In my game, I have a script to set the orentation and display it, works perfectly, as if you were editing it within the workspace itself, but it does that, and i’m not sure if the players of my game would understand why it does that.
Nothing wrong with the script itself, just don’t know if there’s any script that tells the part "Please use this value exactly and do not change it afterwards.
Yeah there won’t be a way to tell it that explicitly as for any cframe value there is more than one set of orientations that would describe it.
On this page - Euler angles - Wikipedia
it describes some standard constraints that are put on the angles.

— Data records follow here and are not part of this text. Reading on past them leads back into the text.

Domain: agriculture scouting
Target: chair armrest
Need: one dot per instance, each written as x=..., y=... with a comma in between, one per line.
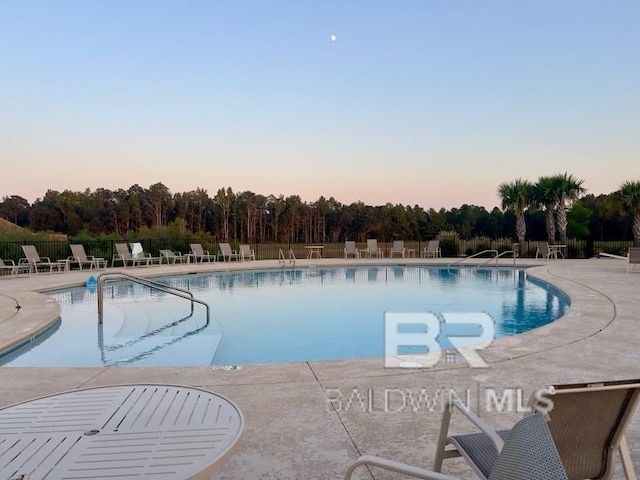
x=397, y=467
x=483, y=426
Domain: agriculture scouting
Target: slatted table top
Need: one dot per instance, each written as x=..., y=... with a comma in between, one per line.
x=118, y=432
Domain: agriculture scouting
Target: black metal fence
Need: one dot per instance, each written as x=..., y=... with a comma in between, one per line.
x=450, y=247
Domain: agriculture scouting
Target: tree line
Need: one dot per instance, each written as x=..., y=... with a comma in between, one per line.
x=553, y=208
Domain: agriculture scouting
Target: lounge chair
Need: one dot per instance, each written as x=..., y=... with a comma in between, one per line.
x=432, y=250
x=172, y=257
x=633, y=258
x=80, y=257
x=140, y=257
x=247, y=253
x=350, y=249
x=227, y=253
x=9, y=267
x=397, y=249
x=543, y=250
x=373, y=250
x=122, y=255
x=587, y=422
x=528, y=453
x=200, y=255
x=37, y=263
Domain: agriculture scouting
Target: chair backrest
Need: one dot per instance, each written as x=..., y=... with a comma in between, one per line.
x=543, y=248
x=136, y=249
x=79, y=255
x=350, y=246
x=31, y=253
x=225, y=248
x=529, y=453
x=123, y=251
x=197, y=249
x=588, y=423
x=433, y=245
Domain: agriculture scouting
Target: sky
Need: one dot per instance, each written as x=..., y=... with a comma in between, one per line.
x=424, y=102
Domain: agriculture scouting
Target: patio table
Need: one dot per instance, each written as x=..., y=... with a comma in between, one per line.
x=119, y=432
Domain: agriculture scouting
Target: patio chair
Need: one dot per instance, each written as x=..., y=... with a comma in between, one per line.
x=172, y=257
x=9, y=267
x=633, y=258
x=432, y=250
x=397, y=249
x=122, y=255
x=37, y=263
x=543, y=250
x=80, y=257
x=528, y=453
x=200, y=255
x=227, y=253
x=140, y=257
x=247, y=253
x=372, y=248
x=587, y=422
x=350, y=249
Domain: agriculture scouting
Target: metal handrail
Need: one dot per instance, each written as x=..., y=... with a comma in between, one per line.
x=282, y=259
x=178, y=292
x=496, y=257
x=473, y=256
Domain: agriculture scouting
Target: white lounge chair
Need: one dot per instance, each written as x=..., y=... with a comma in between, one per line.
x=9, y=267
x=528, y=453
x=587, y=422
x=373, y=250
x=37, y=263
x=397, y=249
x=80, y=257
x=350, y=249
x=172, y=257
x=199, y=254
x=633, y=258
x=432, y=250
x=247, y=253
x=227, y=253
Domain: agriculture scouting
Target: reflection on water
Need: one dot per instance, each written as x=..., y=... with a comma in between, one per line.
x=279, y=315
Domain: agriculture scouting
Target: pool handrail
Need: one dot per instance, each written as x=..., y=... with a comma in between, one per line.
x=496, y=257
x=178, y=292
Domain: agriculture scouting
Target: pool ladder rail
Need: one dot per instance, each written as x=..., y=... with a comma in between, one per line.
x=489, y=260
x=178, y=292
x=283, y=260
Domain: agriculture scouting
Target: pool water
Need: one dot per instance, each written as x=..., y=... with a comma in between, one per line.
x=278, y=315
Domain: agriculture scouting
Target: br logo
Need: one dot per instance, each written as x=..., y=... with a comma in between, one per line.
x=417, y=340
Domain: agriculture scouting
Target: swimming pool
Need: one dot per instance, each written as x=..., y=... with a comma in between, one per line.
x=277, y=315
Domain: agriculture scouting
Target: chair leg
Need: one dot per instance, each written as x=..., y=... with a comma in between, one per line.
x=625, y=457
x=442, y=438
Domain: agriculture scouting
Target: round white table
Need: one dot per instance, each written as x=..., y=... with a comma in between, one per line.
x=119, y=432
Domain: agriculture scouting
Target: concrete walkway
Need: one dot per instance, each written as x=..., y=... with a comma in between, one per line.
x=309, y=420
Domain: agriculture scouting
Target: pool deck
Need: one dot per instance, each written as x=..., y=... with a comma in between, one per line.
x=309, y=420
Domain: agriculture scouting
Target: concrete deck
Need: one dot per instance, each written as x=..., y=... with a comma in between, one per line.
x=309, y=420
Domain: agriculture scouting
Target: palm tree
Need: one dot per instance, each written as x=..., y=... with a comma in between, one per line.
x=517, y=196
x=546, y=196
x=569, y=190
x=630, y=193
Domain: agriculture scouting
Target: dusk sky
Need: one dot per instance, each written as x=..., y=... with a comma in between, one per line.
x=422, y=102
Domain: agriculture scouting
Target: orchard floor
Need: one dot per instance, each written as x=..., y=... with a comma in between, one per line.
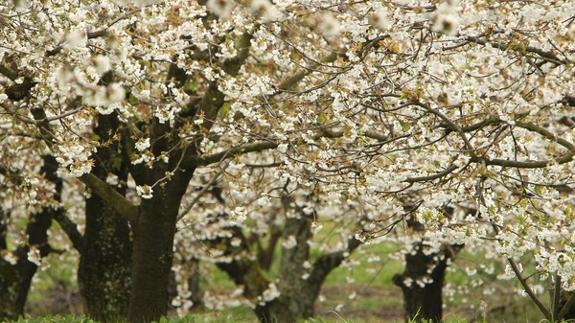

For the β angle (around the x axis) it is commonly limited to [-π/2 , π/2] radians which is [-90, 90] degrees. This may be why it is being changed to 25 degrees. (180 - 155 = 25)
Nothing you can do about it, as Roblox uses CFrames to rotate its parts.
What is happening internally:
You set the orientation,
Roblox calculates CFrame rotation matrix, based on the provided Orientation,
Roblox recalculates the approximate Orientation using the new CFrame.
Orientation is overwritten.
To solve this, you can probably cheat a little and display that the orientation is what the player have chosen, rather what the engine spat out. They are equivalent to each other. Just make sure that the user cannot put more than 180 or less than -180 per axis.